As far as ME days, you have tons of variaitons available to you. You just have to get creative. For example, take bench press. There is probably an incline bench there. Using a close, medium, and competition grip gives you three variations. Same with floor press. Same with a standing push press. Same with a seated push press. Take the initiative to make or buy a set of 2 and 3 boards, use three different grips on those, then you now have 6 more variations. We are already at 18 different exercises that work different leverages. Buy a pair of mini, monster mini, and or light bands, and you have now added reverse bands and accommoadted resistance to these exercises which now brings your variaiton total to almost 350 different exercises if my math is right… even if it isn’t its still a ton of variaitons.
Yes, DE bench days are always done on a flat bench, usually with a straight bar. Ideally, you want to squat to a box (or a bench) for your DE squats.
Really though, all that matters is that you are developing all of the skills needed to be as strong as possible. As long as you have a day where you move near max weights (ME) move submax weights fast (DE) and bring up your weaknesses with a ton of assistance work (RE) then you will get stronger.
To answer the overall question you are asking, the only difference between someone just starting out and an elite level strength athlete is going to be GPP. I would reccommend dragging or pushing a sled after every workout (or even before) or doing tons of jumps/explosive plyometrics, doing tons of sprints, doing circuits (like tabata’s) with barbell movements, lots of bodybuilding style training for RE work, and just getting in really, really good shape. Also, doing tons of mobility work will greatly extend your lifting career.

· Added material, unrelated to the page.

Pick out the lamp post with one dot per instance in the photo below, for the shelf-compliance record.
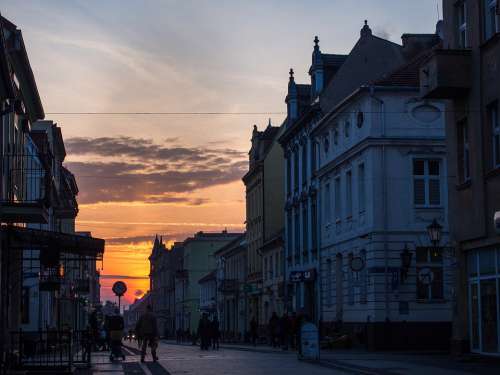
(435, 230)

Does that clear it up a little bit more?
Just keep in mind there is no x-factor, no real magic bullet for getting strong. Some people are genetic freaks and don’t have to do a lot of complicated, well-planned stuff to get really big and strong. For the remaining 99% of the human population, like myself, it takes DECADES of trial and error, injuries, and busting ass to gain even the smallest of improvements. Anyone who says any different is trying to steal your money.[/quote]
Also you’ve gotta remember that even if a GM isn’t a squat, it still uses the same muscle groups as a squat. So you gotta ask yourself, why WOULDN’T this help my squat? Keep in mind everyone has movements that work better than others towards improving their competition lifts and you’ll just have to figure yours out over time.